As most old messages in a mailbox tend to be messages that the mail
user wants to keep around, most messages which get deleted in a given
session tend to be towards the end of the mail store.  This means that
deleting messages from the store can have much less of a penalty than
they often do in some implementations.

There are two ways (that I can think of) to do this re-writing.  The
technique for both is basically the same, though the mechanism is
slightly different.  Also, note that this only needs to be done when
the client performs an EXPUNGE.  Depending on what protocol you're
using, you might be able to get away with simply marking a deleted
message as such in memory, without modifying the physical mail store
at all, until the mailbox is expunged or closed, depending on the
protocol.

The technique is to create a buffer which is the size of the message
being deleted.  Then move messages which are not being deleted down in
the file in chunks of the size of the buffer.  As you encounter more
deleted messages, you can increase the size of the buffer, so that
more of the mail store is re-written at once.  Obviously you need to
make adjustments for when the next chunk is less than the size of your
buffer, or when you're crossing the boundary of a message that is
being deleted...

The two mechanisms to do this would be MMIO, or use the appropriate
combinations of fseek, fread, and fwrite.  The first method would
likely be faster on machines with sufficient memory, but might suffer
from swapping problems on machines with little memory.  The second
method is less prone to paging.  Deciding which to use would likely
involve experimentation, or providing both and using run-time
information to determine which is more appropriate to the situation.

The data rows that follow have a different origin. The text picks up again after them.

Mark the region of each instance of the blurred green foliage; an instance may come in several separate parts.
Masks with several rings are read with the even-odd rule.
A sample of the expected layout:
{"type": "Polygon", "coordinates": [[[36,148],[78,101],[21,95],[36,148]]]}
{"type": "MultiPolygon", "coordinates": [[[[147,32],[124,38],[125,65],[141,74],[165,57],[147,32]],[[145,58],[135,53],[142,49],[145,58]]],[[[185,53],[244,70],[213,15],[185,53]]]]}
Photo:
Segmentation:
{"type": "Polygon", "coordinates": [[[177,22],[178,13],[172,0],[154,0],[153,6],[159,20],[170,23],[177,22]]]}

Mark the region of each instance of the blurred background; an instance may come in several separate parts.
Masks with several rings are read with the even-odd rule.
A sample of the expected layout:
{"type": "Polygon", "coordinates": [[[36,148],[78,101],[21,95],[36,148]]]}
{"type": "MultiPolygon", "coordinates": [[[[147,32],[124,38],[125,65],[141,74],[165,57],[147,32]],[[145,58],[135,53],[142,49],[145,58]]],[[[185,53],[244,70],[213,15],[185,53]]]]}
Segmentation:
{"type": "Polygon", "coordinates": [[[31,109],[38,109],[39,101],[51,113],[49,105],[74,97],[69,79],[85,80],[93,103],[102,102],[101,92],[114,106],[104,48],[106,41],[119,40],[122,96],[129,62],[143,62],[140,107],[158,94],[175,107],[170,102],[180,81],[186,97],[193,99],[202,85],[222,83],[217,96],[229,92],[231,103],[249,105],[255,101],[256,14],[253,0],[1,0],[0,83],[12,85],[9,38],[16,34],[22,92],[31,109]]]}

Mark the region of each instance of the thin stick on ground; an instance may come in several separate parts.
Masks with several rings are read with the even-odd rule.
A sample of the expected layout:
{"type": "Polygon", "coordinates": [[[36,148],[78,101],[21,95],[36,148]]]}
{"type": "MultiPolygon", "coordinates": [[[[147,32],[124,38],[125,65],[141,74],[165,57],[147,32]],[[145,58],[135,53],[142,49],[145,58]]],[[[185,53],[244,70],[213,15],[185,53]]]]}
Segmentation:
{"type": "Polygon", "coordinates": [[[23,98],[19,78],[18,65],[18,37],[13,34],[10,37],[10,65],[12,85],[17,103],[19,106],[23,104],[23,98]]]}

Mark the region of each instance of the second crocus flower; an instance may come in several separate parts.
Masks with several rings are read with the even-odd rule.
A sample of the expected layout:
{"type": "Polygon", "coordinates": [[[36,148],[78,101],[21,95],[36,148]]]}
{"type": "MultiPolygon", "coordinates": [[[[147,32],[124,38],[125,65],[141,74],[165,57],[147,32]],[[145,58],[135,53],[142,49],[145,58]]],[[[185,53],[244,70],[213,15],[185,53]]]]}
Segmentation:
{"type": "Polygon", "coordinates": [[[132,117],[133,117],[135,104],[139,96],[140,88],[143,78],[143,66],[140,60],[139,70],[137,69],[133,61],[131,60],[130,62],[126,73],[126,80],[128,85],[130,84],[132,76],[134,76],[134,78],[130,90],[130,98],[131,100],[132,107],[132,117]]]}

Now, whether or not these methods improve performance over what UW
IMAP does, I can't say.  Though I suspect that they can't help but do
so.... ;-)  Also, the second method basically guarantees the server
would use both less disk space and less memory.  I'm not so sure about
MMIO (seems like it would be a memory hog, but I don't really know
that much about MMIO, unfortunately).  I keep meaning to write a
library to implement this, in order to compare, but I never seem to
get around to it.  Ultimately, I would want to use these in an
implementation of an IMAP server with which I might replace UW IMAP,
but that means I'd need to implement the IMAP protocol, and after
looking through some of the RFC's, that really just doesn't look like
fun.  ;-)

>   Basically, mbox sucks.  :-)

Sure, but the alternatives do too.  They just suck differently.  They
do have significant benefits over mbox.  They generally don't suffer
from locking issues, as there's basically no need to lock at all with
message-per-file mailbox formats.  They also make writes (e.g.
deletes) much faster.

The trick is initially opening the mail store.  Large Maildir
mailboxes typically take an order of magnitude longer to open than
mbox files, on account of the fact that the program must go through a
series of cycles:

  open -> read -> close -> (filesystem seek) -> open -> read -> close

This takes MUCH longer than mbox's

  open -> read -> read -> read -> read -> close

Since filesystems on Unix systems tend to minimize fragmentation by
design, the likelihood is that you will not need to seek much when
reading a large mbox file.  You also do not need to do repeated open
calls, which have substantial overhead.  

Opening a mailstore on mbox, for these reasons, is almost invariably
*much* faster.  And personally, that's the part I like waiting for the
least.  Filesystem design can certainly impact HOW MUCH mbox wins...
But (using the mutt e-mail client as a bench mark) various members of
the mutt-users mailing list tested local (identical) mailboxes using
both mbox and maildir, on ext[23], reiserfs, ufs, and FreeBSD's super
duper enhanced FS with patches to improve performance for filesystems
with lots of small files (which did the best with maildir out of all
of them), but for this operation, mbox won IN ALL CASES.